Dafür war sie allzu gern bereit als körperliche Inkarnation eine oder auch mehrere menschliche Zeitspannen auf dem besagten Planeten zu verbringen, um die Geschehnisse vor Ort zu beeinflussen und im Sinne des großen Plans zu lenken.
Sofort ging sie ans Werk und informierte ihre beiden Schwestern, die ihre Aufgaben weiterführen würden, bis eine Kopie ihres Selbst, von den ›Wächtern der Ewigkeit‹, erschaffen, als Ersatz eintraf.
Nachdem sie nochmals gründlich über ihren Plan nachgedacht hatte, setzte sie sich mit ›Chronos‹ dem Gott der Zeit in Verbindung — denn er musste ihr bei dem was sie vorhatte helfen.
Sie hatte zu dem sympathischen ›Chronos‹ ein gutes, sogar inniges Verhältnis und er würde ihre Bitte nicht abschlagen — zumal sie praktisch im Auftrag der Wächter handelte.
Der geistige Kontakt erfolgte schnell und hatte augenblicklich eine warme und herzliche Vertraulichkeit.
›Was kann ich für meine teuerste Freundin tun, meine liebe Atrophos?‹ erkundigte sich die warme Geiststimme von Chronos.
Sanft streichelte ›Atrophos‹ mit ihrem mentalen Fühler über das Bewusstsein ihres vertrauten Kollegen und gelegentlichen Liebhabers.
›Fühle dich umarmt, Chronos — du kannst mir helfen, unserem gemeinsamen Widersacher eine Niederlage beizubringen. Ich habe bereits die Erlaubnis der Wächter erhalten, eine Änderung im Schicksalsgewebe vornehmen zu dürfen. Mein lieber ›Chronos‹ — unser geschätzter `Freund´ ›Luzifer‹ plant eine große Sache — mit unerfreulichen Folgen für den Ablauf des vorgesehenen Schicksalsplanes, und nur durch Zufall bin ich darauf aufmerksam geworden. Nun — eigentlich ist meine Freundin ›Tyche‹ wohl schuld daran das aus der Einladung ›Luzifers‹ nichts geworden ist.

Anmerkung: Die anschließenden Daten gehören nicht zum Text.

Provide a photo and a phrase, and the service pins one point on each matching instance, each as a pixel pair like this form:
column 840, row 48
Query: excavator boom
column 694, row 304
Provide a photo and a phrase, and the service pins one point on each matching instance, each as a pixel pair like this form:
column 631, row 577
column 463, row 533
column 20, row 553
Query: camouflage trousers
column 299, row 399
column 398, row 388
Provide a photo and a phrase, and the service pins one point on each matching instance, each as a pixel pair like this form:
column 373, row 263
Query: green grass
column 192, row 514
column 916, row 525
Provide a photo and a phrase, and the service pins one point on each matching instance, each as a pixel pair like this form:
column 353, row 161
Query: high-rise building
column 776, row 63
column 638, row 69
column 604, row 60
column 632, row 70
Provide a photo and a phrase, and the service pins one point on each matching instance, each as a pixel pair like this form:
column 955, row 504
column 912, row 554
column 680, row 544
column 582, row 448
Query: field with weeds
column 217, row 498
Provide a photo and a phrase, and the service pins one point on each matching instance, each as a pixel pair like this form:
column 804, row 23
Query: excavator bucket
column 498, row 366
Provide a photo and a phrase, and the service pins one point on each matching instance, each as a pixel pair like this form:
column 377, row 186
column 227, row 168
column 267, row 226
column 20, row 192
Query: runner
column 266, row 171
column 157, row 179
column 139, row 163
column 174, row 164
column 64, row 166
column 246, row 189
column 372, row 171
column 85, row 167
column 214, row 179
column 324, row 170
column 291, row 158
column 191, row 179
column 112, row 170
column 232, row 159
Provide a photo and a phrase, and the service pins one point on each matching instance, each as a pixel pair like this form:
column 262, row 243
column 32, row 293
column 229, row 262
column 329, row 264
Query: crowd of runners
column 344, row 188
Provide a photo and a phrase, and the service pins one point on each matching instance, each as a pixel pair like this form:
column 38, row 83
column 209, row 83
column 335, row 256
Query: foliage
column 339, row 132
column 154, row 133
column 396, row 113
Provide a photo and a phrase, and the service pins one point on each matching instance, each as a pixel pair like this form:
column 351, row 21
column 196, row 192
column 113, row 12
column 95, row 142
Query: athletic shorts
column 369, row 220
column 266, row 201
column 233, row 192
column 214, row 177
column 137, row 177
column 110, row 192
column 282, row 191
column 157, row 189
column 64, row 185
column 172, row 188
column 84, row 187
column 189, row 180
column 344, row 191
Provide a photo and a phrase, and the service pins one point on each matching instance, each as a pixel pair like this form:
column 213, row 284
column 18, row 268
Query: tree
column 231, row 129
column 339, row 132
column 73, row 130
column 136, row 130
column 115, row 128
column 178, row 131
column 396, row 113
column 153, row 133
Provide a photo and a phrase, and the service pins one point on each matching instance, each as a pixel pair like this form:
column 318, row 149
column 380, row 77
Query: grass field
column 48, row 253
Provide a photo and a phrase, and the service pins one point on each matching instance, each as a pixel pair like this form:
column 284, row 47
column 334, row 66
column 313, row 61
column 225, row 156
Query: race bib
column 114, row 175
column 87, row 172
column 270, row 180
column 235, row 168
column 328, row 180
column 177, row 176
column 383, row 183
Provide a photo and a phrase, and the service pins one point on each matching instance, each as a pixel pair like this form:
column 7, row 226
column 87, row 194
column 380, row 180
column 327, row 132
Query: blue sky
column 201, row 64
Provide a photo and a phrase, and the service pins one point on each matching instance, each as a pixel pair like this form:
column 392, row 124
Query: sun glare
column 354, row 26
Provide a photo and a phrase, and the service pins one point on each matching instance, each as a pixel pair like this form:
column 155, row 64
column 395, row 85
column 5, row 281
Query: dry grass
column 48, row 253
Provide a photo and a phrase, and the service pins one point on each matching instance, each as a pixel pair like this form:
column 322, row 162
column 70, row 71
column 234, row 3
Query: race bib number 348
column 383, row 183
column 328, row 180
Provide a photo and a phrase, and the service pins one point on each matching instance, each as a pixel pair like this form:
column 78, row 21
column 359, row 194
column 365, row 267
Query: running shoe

Wenn mir die Bedeutung dieses Faden entgangen wäre, würden wir das magische Universum mit großer Wahrscheinlichkeit an die ›She´ek‹ verlieren und das
darf nicht geschehen — das hat mir der Wächter ausdrücklich bestätigt.
Nun — da wir von diesem hinterhältigen Plan erfahren haben und der Faden noch nicht zu Ende gesponnen ist, bleibt noch Gelegenheit diese Katastrophe zu verhindern. Wirst du mir helfen?‹
Die Antwort vom Gott der Zeit kam ohne Verzögerung und ließ durch eine zart angedeutete Vibration bereits auf eine gewisse Vorfreude schließen.
›Aber sicher doch, meine Liebe — wie könnte ich dir diese Bitte abschlagen. Vor allem, wenn es darum geht, unserem alten `Freund´ einen Denkzettel zu verpassen. Ihm einen seiner hinterlistigen Pläne zunichtezumachen ist doch immer ein Vergnügen für mich.
Sag mir was ich machen soll und betrachte es als erledigt. Und ja — was ich noch sagen wollte, meine Liebe — du kannst mich bei Gelegenheit mal wieder mit deiner körperlichen Anwesenheit erfreuen. Es wäre wieder einmal an der Zeit uns intensiv und ausgiebig miteinander auszutauschen. Ich habe dich ja seit Ewigkeiten nicht mehr persönlich gesehen, Ato — geschweige umarmt.‹
Die Schicksalsgöttin musste über seine Gedanken schmunzeln — denn Zeit und Ewigkeit waren ihm anvertraut und er konnte, in gewissen vorgegebenen Grenzen, über diese schöpferischen Elemente nach belieben verfügen und daher war diese Aussage zumindest zweideutig zu verstehen.
Sie lächelte still in sich hinein, dieser ›Chronos‹ — er konnte es nicht lassen, der alte und ewig junge Schürzenjäger versuchte stets sie oder einer ihrer Schwestern zu becircen — obwohl sie alle bereits ein mehr oder weniger intimes Verhältnis zu ihm unterhielten.
Das blieb bei dem engen Kontakt, den sie naturgemäß untereinander hatten, einfach nicht aus. Außerdem fand sie ihn als Mann ziemlich attraktiv und andere Gelegenheiten um sich angenehmen Sinnesfreuden hinzugeben waren in der Abgeschiedenheit ihrer außerdimensionalen Existenzblase bei Weitem nicht so reizvoll und interessant.
Aber sie musste Nachsicht walten lassen — denn obwohl er der Gott der Zeit war entgingen ihm solche Dinge oft in der Hektik seiner Arbeit und er wusste manchmal einfach nicht, mit wem er gerade ein Verhältnis unterhielt oder wie oft oder wie lange ...
Eindringlich erklärte sie ›Chronos‹ ihr Anliegen und dieser wieherte förmlich vor Vergnügen.
›So sei es, ›Atrophos‹ — lassen wir deinen Plan geschehen‹, und mit diesen Gedanken hob er die Uhr und ließ den Sand der Zeit rückwärts fließen.
Himmels Hammer
Dunkel ist mein Reich — und fern,
nur eisig Kälte spürt das eh´ern Herz.
Die Mutter nur ein weiter Stern,
mich friert — dem Berg aus Stein und Erz.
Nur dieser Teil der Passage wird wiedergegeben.